On Wed, Aug 19, 2015 at 11:19 PM Monte Hurd <mhurd(a)wikimedia.org> wrote:
No manual descriptions, on basically any item. And
that will remain so for
the (near) future. Automatic descriptions can
change that, literally over
night, with a little programming and linguistic effort. ... This is a
"force multiplier" of volunteer effort with a factor of 250. And we ignore
that ... why, exactly?
Not ignoring.
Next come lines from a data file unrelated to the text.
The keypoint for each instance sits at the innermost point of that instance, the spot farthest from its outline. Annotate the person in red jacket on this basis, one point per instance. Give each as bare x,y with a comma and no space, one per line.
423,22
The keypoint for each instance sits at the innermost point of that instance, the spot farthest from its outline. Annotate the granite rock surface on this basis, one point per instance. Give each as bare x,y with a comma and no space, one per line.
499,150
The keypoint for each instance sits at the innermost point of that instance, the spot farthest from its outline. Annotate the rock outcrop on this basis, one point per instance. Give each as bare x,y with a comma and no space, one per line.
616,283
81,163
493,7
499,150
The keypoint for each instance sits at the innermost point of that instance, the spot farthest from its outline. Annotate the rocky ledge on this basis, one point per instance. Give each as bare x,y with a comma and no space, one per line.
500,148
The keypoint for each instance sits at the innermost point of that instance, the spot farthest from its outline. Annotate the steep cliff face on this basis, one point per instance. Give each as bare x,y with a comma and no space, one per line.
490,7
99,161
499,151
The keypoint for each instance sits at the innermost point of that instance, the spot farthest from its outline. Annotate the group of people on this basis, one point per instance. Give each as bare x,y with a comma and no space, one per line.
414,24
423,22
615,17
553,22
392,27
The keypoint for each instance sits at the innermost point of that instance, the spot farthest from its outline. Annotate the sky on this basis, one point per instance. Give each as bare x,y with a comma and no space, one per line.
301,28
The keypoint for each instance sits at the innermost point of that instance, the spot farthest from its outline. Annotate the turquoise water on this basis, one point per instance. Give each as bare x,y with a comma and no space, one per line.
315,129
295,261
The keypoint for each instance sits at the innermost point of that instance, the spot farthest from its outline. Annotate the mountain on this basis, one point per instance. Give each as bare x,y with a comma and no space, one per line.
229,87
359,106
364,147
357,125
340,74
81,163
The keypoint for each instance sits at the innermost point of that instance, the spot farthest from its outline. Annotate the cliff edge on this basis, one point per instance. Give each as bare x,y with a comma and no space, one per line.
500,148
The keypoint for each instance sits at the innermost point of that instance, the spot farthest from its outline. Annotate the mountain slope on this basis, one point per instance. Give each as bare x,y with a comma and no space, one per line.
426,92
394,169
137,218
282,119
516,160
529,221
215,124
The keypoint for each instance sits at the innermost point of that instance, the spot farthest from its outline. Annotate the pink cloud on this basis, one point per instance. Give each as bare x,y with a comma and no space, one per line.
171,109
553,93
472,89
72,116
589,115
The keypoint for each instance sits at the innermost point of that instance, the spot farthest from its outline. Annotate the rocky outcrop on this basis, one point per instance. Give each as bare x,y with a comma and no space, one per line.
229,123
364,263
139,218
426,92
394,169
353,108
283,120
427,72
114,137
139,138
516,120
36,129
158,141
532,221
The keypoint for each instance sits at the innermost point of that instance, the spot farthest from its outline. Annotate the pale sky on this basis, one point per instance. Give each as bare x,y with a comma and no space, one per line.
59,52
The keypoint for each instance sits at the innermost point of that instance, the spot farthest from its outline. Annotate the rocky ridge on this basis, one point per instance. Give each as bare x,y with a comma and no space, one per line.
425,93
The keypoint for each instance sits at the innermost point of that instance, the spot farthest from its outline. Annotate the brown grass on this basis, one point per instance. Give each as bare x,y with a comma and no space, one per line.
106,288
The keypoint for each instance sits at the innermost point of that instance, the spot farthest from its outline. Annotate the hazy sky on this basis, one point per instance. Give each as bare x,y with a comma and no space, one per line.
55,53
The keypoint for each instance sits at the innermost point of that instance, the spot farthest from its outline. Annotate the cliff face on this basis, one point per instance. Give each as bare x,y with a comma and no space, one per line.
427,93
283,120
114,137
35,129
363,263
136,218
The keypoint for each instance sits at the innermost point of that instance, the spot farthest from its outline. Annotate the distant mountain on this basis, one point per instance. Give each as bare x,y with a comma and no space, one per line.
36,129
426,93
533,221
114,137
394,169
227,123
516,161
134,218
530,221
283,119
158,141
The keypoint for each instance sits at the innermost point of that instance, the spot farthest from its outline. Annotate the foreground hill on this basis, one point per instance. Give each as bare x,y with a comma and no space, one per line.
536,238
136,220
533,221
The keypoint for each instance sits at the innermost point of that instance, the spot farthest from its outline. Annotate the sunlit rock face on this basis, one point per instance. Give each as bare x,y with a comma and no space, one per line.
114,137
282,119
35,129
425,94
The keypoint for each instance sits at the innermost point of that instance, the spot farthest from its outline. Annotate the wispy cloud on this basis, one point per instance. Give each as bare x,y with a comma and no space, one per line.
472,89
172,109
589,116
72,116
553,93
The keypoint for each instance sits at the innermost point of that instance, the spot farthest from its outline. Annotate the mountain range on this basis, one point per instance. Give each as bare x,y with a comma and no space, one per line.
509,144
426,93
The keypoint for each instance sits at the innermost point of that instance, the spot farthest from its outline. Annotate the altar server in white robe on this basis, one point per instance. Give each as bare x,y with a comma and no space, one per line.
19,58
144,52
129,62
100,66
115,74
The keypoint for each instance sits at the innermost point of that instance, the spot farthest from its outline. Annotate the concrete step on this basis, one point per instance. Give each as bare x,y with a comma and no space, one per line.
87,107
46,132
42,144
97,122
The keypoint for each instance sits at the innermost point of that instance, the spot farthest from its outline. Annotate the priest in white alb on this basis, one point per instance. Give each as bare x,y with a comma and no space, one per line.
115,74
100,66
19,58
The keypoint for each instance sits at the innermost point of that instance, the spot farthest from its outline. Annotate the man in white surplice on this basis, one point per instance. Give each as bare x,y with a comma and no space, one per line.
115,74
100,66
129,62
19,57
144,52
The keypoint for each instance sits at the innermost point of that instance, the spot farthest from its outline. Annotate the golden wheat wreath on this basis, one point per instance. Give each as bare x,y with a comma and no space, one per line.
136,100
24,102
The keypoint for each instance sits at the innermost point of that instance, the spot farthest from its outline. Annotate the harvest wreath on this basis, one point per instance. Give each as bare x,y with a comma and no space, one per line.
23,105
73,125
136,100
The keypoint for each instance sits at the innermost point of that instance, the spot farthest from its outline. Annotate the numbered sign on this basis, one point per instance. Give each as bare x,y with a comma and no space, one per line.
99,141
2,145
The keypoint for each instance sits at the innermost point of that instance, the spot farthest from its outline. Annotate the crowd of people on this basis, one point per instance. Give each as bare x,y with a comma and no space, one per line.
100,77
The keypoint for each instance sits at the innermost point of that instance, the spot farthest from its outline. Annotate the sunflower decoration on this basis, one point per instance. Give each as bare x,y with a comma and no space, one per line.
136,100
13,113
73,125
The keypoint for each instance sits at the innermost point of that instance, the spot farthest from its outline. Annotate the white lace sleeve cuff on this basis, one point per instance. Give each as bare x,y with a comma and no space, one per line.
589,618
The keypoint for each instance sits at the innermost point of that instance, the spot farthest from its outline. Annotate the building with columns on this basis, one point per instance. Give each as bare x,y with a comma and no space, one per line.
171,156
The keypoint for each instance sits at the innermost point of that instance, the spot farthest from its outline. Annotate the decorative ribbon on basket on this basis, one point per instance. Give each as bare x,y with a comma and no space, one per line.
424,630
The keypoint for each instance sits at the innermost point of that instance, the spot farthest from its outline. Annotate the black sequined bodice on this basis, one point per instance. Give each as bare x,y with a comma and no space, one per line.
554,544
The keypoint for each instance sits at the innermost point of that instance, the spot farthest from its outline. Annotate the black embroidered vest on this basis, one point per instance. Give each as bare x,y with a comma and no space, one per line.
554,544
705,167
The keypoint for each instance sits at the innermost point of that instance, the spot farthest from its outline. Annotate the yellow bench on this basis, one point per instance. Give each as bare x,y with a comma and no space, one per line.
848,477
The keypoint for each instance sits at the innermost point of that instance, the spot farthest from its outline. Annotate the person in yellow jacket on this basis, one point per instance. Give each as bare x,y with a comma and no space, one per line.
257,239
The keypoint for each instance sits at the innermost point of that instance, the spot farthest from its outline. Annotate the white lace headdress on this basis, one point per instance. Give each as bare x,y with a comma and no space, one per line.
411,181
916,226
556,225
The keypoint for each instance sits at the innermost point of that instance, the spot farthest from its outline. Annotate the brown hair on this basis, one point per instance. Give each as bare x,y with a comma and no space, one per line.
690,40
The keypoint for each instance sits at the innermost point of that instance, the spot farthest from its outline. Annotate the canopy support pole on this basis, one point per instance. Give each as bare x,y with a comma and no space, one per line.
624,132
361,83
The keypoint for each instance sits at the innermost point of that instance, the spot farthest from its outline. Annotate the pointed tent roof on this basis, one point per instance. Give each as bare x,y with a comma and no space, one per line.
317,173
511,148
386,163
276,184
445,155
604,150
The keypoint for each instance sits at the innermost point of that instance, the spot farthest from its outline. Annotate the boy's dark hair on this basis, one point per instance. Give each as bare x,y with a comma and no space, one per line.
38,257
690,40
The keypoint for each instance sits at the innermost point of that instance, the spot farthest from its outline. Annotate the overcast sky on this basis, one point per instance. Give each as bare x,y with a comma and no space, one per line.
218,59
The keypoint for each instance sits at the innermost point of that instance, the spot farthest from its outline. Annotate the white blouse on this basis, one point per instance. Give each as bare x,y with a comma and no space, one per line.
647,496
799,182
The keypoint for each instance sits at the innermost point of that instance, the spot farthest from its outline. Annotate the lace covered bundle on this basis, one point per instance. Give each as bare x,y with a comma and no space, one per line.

In fact, if the auto-generated descriptions near the quality
of human curated descriptions, I'm totally and wholeheartedly onboard that
their use should be strongly considered.
I just disagree that closing the quality gap will involve "little
programming and linguistic effort." I lean more toward "massive programming
and linguistic effort" end of the spectrum.
Specifically, I think it will take massive effort to make the
auto-generated descriptions so good that an average person would say, "hey
these auto generated descriptions are better than the human curated
descriptions" in the examples I posted.
You are confusing (in the literal meaning of the word, fusing together)
several
issues into one here, which you then call "better". I see at least
five distinct types of "better":
1. A description exists, vs. it does not. In that aspect, automatic
descriptions will always be "better" than manual ones.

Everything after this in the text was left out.